Department of Epidemiology & Biostatistics, University of California at San Francisco, San Francisco, California.
Department of Biostatistics, Mailman School of Public Health, Columbia University, New York, New York.
Biometrics. 2022 Jun;78(2):679-690. doi: 10.1111/biom.13429. Epub 2021 Feb 11.
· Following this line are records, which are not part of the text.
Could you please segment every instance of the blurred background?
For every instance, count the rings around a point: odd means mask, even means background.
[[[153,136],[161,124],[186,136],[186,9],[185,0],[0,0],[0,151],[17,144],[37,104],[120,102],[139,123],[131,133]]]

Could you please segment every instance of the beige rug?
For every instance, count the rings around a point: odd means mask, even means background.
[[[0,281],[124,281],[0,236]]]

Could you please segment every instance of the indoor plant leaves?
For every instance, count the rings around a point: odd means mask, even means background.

With the increasing availability of data in the public domain, there has been a growing interest in exploiting information from external sources to improve the analysis of smaller scale studies. An emerging challenge in the era of big data is that the subject-level data are high dimensional, but the external information is at an aggregate level and of a lower dimension. Moreover, heterogeneity and uncertainty in the auxiliary information are often not accounted for in information synthesis. In this paper, we propose a unified framework to summarize various forms of aggregated information via estimating equations and develop a penalized empirical likelihood approach to incorporate such information in logistic regression. When the homogeneity assumption is violated, we extend the method to account for population heterogeneity among different sources of information. When the uncertainty in the external information is not negligible, we propose a variance estimator adjusting for the uncertainty. The proposed estimators are asymptotically more efficient than the conventional penalized maximum likelihood estimator and enjoy the oracle property even with a diverging number of predictors. Simulation studies show that the proposed approaches yield higher accuracy in variable selection compared with competitors. We illustrate the proposed methodologies with a pediatric kidney transplant study.
随着公共领域数据的日益丰富,人们越来越感兴趣地利用来自外部资源的信息来改进较小规模研究的分析。在大数据时代,一个新兴的挑战是,主体级别的数据是高维的,但外部信息是聚合水平的,且维度较低。此外,辅助信息中的异质性和不确定性通常在信息综合中没有得到考虑。在本文中,我们提出了一个统一的框架,通过估计方程来总结各种形式的聚合信息,并开发了一种惩罚经验似然方法,将此类信息纳入逻辑回归中。当同质性假设被违反时,我们将方法扩展到考虑不同信息源之间的人群异质性。当外部信息的不确定性不可忽略时,我们提出了一种方差估计器来调整不确定性。所提出的估计量在渐近意义上比传统的惩罚最大似然估计量更有效,即使预测变量数量不断增加,也能享有 Oracle 性质。模拟研究表明,与竞争对手相比,所提出的方法在变量选择方面具有更高的准确性。我们用儿科肾移植研究来说明所提出的方法。